News
Tougher rules for Hong Kong property developers
03-02-2012
New property laws are to be introduced in Hong Kong to protect buyers of new homes. Unscrupulous developers in the former British colony are known for misleading overstatement of floor space for new-builds and off-plan projects. The Hong Kong government wants to crack down on this underhand practice, where developers include public spaces, such as lift lobbies, clubhouses and electricity plants in the gross floor area of a flat when they price and promote it.
This new law is currently being consulted over, and it is hoped that it will become legislation within the first quarter of 2012. Developers who break this legislation will be punished with a fine of between HK$100,000 and HK$5 million and a possible 7 years in prison depending on the perceived view of the offence.
Once the law is passed, developers will have to provide a price for a property at least three days before it goes on sale, and a sales brochure on each development at least seven days before sales begin. This brochure will have to list the property’s address and the area it is in, and would not be allowed to contain artist’s impressions of the development.
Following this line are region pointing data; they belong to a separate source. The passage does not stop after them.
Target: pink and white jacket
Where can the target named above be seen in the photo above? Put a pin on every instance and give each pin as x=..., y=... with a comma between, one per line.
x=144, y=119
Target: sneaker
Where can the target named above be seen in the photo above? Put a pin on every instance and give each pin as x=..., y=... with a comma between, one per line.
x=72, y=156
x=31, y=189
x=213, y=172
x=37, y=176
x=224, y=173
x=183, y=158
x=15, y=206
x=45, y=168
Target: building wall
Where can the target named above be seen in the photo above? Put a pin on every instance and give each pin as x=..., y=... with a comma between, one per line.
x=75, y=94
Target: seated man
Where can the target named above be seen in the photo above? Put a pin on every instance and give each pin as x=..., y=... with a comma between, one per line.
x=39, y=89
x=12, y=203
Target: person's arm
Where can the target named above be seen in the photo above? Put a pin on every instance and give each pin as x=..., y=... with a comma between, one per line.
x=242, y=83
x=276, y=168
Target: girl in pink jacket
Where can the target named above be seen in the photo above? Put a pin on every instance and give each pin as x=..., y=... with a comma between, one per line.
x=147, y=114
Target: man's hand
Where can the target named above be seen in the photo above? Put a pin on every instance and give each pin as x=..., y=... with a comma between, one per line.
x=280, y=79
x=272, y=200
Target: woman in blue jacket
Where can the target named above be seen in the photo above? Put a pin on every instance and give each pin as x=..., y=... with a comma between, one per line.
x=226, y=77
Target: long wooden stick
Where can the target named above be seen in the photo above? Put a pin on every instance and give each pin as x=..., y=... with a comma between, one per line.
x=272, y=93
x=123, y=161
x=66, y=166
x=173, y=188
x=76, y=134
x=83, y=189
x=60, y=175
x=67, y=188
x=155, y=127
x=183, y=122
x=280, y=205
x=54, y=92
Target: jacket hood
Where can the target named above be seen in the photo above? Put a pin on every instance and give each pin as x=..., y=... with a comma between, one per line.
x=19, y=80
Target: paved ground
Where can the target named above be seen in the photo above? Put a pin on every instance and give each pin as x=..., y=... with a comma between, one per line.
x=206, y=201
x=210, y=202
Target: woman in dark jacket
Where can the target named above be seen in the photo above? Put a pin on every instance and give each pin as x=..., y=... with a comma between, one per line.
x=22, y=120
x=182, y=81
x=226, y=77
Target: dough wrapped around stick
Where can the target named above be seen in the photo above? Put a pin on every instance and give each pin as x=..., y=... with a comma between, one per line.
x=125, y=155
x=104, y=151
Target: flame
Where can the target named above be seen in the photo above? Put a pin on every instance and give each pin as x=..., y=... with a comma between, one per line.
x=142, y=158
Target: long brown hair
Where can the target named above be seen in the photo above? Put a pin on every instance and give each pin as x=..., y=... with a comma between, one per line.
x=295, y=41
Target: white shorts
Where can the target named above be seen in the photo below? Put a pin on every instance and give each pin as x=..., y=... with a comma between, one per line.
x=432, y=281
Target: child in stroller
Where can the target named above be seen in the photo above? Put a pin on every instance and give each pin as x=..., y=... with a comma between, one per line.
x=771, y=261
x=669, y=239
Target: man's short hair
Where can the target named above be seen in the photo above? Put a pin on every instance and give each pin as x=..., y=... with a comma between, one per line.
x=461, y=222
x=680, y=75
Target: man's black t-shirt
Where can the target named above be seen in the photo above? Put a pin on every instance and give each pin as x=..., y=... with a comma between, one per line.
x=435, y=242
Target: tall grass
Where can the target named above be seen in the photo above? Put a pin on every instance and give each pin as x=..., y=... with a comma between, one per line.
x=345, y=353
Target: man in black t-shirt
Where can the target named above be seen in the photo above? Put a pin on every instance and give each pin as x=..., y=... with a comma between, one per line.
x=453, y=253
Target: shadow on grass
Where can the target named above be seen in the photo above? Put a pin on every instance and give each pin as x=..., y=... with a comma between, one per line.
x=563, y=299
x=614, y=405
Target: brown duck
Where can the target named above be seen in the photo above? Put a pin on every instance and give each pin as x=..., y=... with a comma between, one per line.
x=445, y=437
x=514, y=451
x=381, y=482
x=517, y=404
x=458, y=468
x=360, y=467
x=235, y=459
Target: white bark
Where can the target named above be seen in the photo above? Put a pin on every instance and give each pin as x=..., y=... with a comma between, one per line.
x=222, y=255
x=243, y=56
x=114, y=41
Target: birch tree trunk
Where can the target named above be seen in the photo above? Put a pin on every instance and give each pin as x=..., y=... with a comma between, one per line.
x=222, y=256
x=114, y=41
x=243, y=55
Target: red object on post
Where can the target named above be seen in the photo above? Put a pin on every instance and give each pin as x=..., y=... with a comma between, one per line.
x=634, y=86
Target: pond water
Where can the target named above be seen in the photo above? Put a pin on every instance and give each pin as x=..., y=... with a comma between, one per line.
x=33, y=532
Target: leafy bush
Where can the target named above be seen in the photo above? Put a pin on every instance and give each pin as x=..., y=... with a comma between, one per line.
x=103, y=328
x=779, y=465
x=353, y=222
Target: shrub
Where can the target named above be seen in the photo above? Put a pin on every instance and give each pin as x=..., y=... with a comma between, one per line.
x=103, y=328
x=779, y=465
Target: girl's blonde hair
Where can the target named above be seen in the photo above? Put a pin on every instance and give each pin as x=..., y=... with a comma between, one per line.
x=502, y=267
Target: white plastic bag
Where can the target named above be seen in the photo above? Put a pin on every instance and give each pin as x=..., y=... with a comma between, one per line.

It may however also put a further dampener on property prices, which have already stalled due to other legislation, including special stamp duty and extending land supply. This is especially clear in the second hand market where the number of transactions has dropped from an average of 12,000 flats per month to 4,000 since the Special Stamp Duty measure has been introduced. It is predicted that residential property prices will fall a further 20% in the next 12 months.